Besides wanting to feel comfortable in my swim suit, I also want to feel appropriate at a job interview. I  got a call for a job interview at this great clothing store. They mainly sell blue jeans and shirts but there really isn't anything in my size at this store. I want to be able to wear the clothes in the store that I am employed at.


The Pics I posted today are of me today all 225 pounds of me. I want to be down further by now but I know that it is a long slow journey down this road to a healthy body and body image. I think that I may always feel that I am fat even when I am not. I will need to work through that in my own time. I am a fighter and I will accomplish everything that I want.

Tuesday, March 20, 2012

In the beginning.....I was fat

My weight loss journey began almost 12 years ago after my first child was born. It has been a roller coaster ride for 11 1/2 years. I have tried everything, and I always wound up gaining the weight back just as quickly as I shed it. I am tired of being sick and tired so I have decided to finally do something about it once and for all.
                Yup! This is me. All 230 LBS. No I am not happy nor proud to announce that!
      I feel I need to put this out for the entire world to see in order to keep my self accountable.


Today is the first day of the rest of my life.

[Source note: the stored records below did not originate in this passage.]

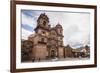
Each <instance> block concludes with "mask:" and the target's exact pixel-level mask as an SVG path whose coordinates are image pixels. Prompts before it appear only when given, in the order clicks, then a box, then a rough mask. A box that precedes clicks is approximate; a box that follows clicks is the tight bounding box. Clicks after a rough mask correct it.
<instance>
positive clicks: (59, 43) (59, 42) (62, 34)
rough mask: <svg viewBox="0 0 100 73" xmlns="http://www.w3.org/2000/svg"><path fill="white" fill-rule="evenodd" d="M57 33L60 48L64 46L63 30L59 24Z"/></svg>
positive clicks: (56, 28) (60, 25) (62, 28)
mask: <svg viewBox="0 0 100 73" xmlns="http://www.w3.org/2000/svg"><path fill="white" fill-rule="evenodd" d="M56 31H57V35H58V46H63V28H62V26H61V25H60V24H59V23H58V24H57V25H56Z"/></svg>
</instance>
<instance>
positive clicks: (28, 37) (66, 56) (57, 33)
mask: <svg viewBox="0 0 100 73" xmlns="http://www.w3.org/2000/svg"><path fill="white" fill-rule="evenodd" d="M49 24H50V23H49V18H48V16H47V15H46V14H45V13H41V14H40V16H39V17H38V19H37V26H36V28H35V29H34V31H35V33H33V34H31V35H30V36H28V40H21V60H22V62H24V61H33V60H34V61H40V60H52V59H58V60H61V59H64V58H75V57H80V56H81V57H90V48H89V47H88V46H84V47H80V48H76V49H73V48H72V47H71V46H70V45H67V46H64V43H63V38H64V35H63V27H62V26H61V24H60V23H58V24H56V25H55V27H51V26H50V25H49ZM83 50H85V51H83Z"/></svg>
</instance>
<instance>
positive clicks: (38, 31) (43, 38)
mask: <svg viewBox="0 0 100 73" xmlns="http://www.w3.org/2000/svg"><path fill="white" fill-rule="evenodd" d="M48 24H49V18H48V17H47V15H46V14H45V13H41V14H40V16H39V17H38V19H37V26H36V28H35V33H36V34H38V35H39V36H40V39H41V42H44V43H47V37H48V35H49V25H48ZM43 40H44V41H43Z"/></svg>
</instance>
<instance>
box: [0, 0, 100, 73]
mask: <svg viewBox="0 0 100 73" xmlns="http://www.w3.org/2000/svg"><path fill="white" fill-rule="evenodd" d="M33 1H45V2H58V3H71V4H88V5H97V6H98V15H97V17H98V51H97V54H98V67H97V68H84V69H68V70H55V71H41V72H31V73H61V72H62V73H73V72H74V73H87V72H88V73H99V72H100V57H99V55H100V49H99V48H100V45H99V43H100V38H99V37H100V33H99V31H100V21H99V20H100V0H33ZM9 38H10V0H1V2H0V73H9V69H10V39H9Z"/></svg>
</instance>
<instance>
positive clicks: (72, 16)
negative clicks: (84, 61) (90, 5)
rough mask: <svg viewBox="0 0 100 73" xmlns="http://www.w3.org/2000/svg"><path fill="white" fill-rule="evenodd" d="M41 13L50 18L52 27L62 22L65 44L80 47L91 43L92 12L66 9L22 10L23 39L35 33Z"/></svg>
mask: <svg viewBox="0 0 100 73" xmlns="http://www.w3.org/2000/svg"><path fill="white" fill-rule="evenodd" d="M41 13H45V14H46V15H47V16H48V18H49V24H50V25H51V27H54V26H56V25H57V24H58V23H60V24H61V25H62V27H63V35H64V38H63V41H64V45H65V46H66V45H70V46H71V47H74V48H75V47H80V46H85V45H89V44H90V13H84V12H83V13H82V12H81V13H79V12H64V11H62V12H61V11H39V10H38V11H37V10H21V28H22V39H27V37H28V36H29V35H31V34H34V33H35V32H34V28H35V27H36V25H37V19H38V17H39V15H40V14H41Z"/></svg>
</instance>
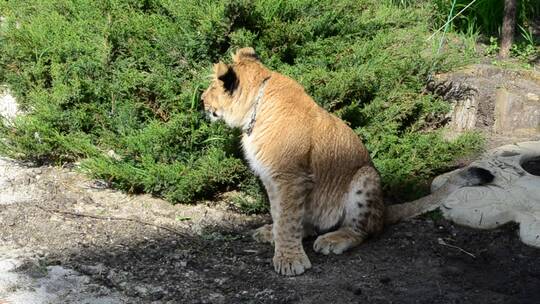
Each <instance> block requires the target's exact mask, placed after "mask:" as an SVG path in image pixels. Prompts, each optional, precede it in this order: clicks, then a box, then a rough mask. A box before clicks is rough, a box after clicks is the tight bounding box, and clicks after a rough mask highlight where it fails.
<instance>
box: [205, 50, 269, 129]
mask: <svg viewBox="0 0 540 304" xmlns="http://www.w3.org/2000/svg"><path fill="white" fill-rule="evenodd" d="M232 57H233V64H230V65H227V64H225V63H223V62H219V63H216V64H214V74H213V80H212V83H211V84H210V86H209V87H208V88H207V89H206V90H205V91H204V93H203V94H202V95H201V99H202V101H203V104H204V110H205V111H206V113H207V115H208V117H210V119H211V120H212V121H216V120H220V119H223V120H224V121H225V122H226V123H227V124H228V125H229V126H231V127H242V126H243V125H244V124H245V122H246V118H247V116H249V115H248V112H249V111H250V109H251V106H252V101H253V100H252V99H253V91H256V90H257V88H258V85H259V84H260V81H261V80H260V79H262V77H261V75H262V74H265V73H266V74H267V73H269V71H268V70H266V69H265V68H264V67H263V66H262V64H261V63H260V62H259V60H258V58H257V55H256V54H255V50H253V48H243V49H240V50H238V51H237V52H236V53H235V54H234V55H233V56H232Z"/></svg>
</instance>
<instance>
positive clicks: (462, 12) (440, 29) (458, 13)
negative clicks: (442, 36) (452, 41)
mask: <svg viewBox="0 0 540 304" xmlns="http://www.w3.org/2000/svg"><path fill="white" fill-rule="evenodd" d="M475 2H476V0H474V1H473V2H471V3H469V4H468V5H467V6H465V7H464V8H463V9H462V10H461V11H459V13H457V14H456V15H455V16H454V17H453V18H452V19H450V20H448V21H446V23H445V24H444V25H443V26H441V27H440V28H439V29H438V30H436V31H435V32H434V33H433V34H432V35H431V36H429V38H428V39H426V40H431V38H433V36H435V35H436V34H437V33H438V32H440V31H441V30H442V29H443V28H445V27H446V25H447V24H449V23H450V22H452V21H454V19H456V18H457V17H458V16H459V15H461V13H463V12H464V11H465V10H466V9H468V8H469V6H471V5H473V4H474V3H475Z"/></svg>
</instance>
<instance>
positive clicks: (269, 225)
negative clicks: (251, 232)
mask: <svg viewBox="0 0 540 304" xmlns="http://www.w3.org/2000/svg"><path fill="white" fill-rule="evenodd" d="M251 236H252V237H253V239H254V240H255V241H256V242H259V243H274V235H273V234H272V224H267V225H264V226H261V227H259V228H257V229H255V230H254V231H253V233H252V234H251Z"/></svg>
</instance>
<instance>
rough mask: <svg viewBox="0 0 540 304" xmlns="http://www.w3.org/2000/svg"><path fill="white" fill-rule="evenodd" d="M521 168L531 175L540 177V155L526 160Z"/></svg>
mask: <svg viewBox="0 0 540 304" xmlns="http://www.w3.org/2000/svg"><path fill="white" fill-rule="evenodd" d="M521 167H522V168H523V170H525V171H527V172H529V173H530V174H532V175H536V176H540V155H539V156H535V157H533V158H529V159H527V160H526V161H524V162H523V163H522V164H521Z"/></svg>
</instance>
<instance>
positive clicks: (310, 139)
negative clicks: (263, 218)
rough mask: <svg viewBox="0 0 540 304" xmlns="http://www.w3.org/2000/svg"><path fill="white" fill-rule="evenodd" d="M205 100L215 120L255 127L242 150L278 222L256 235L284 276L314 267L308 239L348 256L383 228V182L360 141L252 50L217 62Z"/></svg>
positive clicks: (349, 129) (278, 268)
mask: <svg viewBox="0 0 540 304" xmlns="http://www.w3.org/2000/svg"><path fill="white" fill-rule="evenodd" d="M264 79H268V80H267V84H266V87H265V88H264V91H263V93H262V98H261V100H260V101H259V104H258V105H257V107H256V109H255V107H254V104H255V99H257V95H260V94H261V93H259V91H260V88H261V85H262V83H263V80H264ZM202 99H203V102H204V107H205V109H206V111H207V112H208V113H209V115H210V117H211V118H212V119H214V120H216V119H223V120H224V121H225V122H226V123H227V124H229V125H230V126H232V127H238V128H241V129H243V130H246V128H247V126H248V125H252V126H253V129H252V133H251V134H249V135H248V134H247V133H246V132H244V134H243V138H242V145H243V150H244V153H245V157H246V159H247V160H248V162H249V164H250V166H251V168H252V170H253V171H254V172H255V173H256V174H257V175H258V176H259V177H260V179H261V180H262V182H263V184H264V186H265V188H266V191H267V192H268V197H269V199H270V206H271V214H272V220H273V224H272V225H265V226H263V227H261V228H259V229H258V230H256V231H255V233H254V238H255V239H256V240H258V241H264V242H272V243H274V248H275V253H274V258H273V263H274V268H275V270H276V271H277V272H278V273H281V274H284V275H298V274H301V273H303V272H304V271H305V270H306V269H309V268H310V267H311V263H310V261H309V258H308V256H307V255H306V253H305V251H304V248H303V246H302V238H303V237H305V236H307V235H312V234H313V233H316V232H318V233H319V234H320V235H319V236H318V238H317V239H316V241H315V243H314V249H315V251H317V252H320V253H323V254H330V253H333V254H341V253H342V252H344V251H345V250H347V249H350V248H352V247H354V246H356V245H358V244H360V243H361V242H363V241H364V240H365V239H366V237H368V236H369V235H372V234H374V233H378V232H379V231H381V229H382V228H383V221H384V219H383V218H384V217H383V213H384V205H383V200H382V194H381V188H380V178H379V174H378V172H377V171H376V170H375V168H374V167H373V164H372V162H371V159H370V157H369V154H368V152H367V150H366V148H365V147H364V145H363V144H362V142H361V141H360V139H359V138H358V136H357V135H356V134H355V133H354V132H353V131H352V130H351V129H350V128H349V127H348V126H347V125H346V124H345V123H344V122H343V121H341V120H340V119H339V118H337V117H335V116H333V115H332V114H330V113H328V112H327V111H325V110H324V109H323V108H321V107H320V106H318V105H317V104H316V103H315V102H314V101H313V99H312V98H311V97H310V96H309V95H308V94H306V92H305V91H304V89H303V88H302V87H301V86H300V85H299V84H298V83H297V82H296V81H294V80H292V79H290V78H288V77H286V76H284V75H281V74H279V73H276V72H273V71H270V70H268V69H267V68H266V67H264V66H263V64H262V63H261V62H260V61H259V60H258V57H257V55H256V54H255V52H254V50H253V49H252V48H244V49H240V50H239V51H238V52H236V54H234V55H233V64H231V65H226V64H224V63H218V64H216V65H214V81H213V82H212V84H211V85H210V87H209V88H208V89H207V90H206V91H205V92H204V93H203V95H202ZM254 111H256V112H255V113H254ZM253 117H254V118H255V120H254V121H253Z"/></svg>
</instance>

Recently I have found that I like circuit training much more than I like cardio of any kind. I have tried all kinds of exercise from extreme plyometric cardio circuits to Latin dance.... Yes I do enjoy doing those kind of exercises; however, I am much more consistent when I do the circuit training than I am with cardio.

Revelations:
I weighed myself yesterday and am officially down 11 pounds.
Whoo Hoo way to go me right! Wrong I figured out that I am self sabotaging yesterday. I found out I had lost that much weight and proceeded to eat as much junk as I could yesterday. Not at one sitting but still way more than I needed to eat. I have yest to figure out why I do that but for now the fact that I have figured out that I do that is HUGE! Now that I know that I am doing this to myself I can figure out why I do that. Am I insecure whit having a great new body, do I feel that losing weight means that everything in my life will change? Only one way to find out.
Join me on this journey to see where it takes me and see what happens along the way!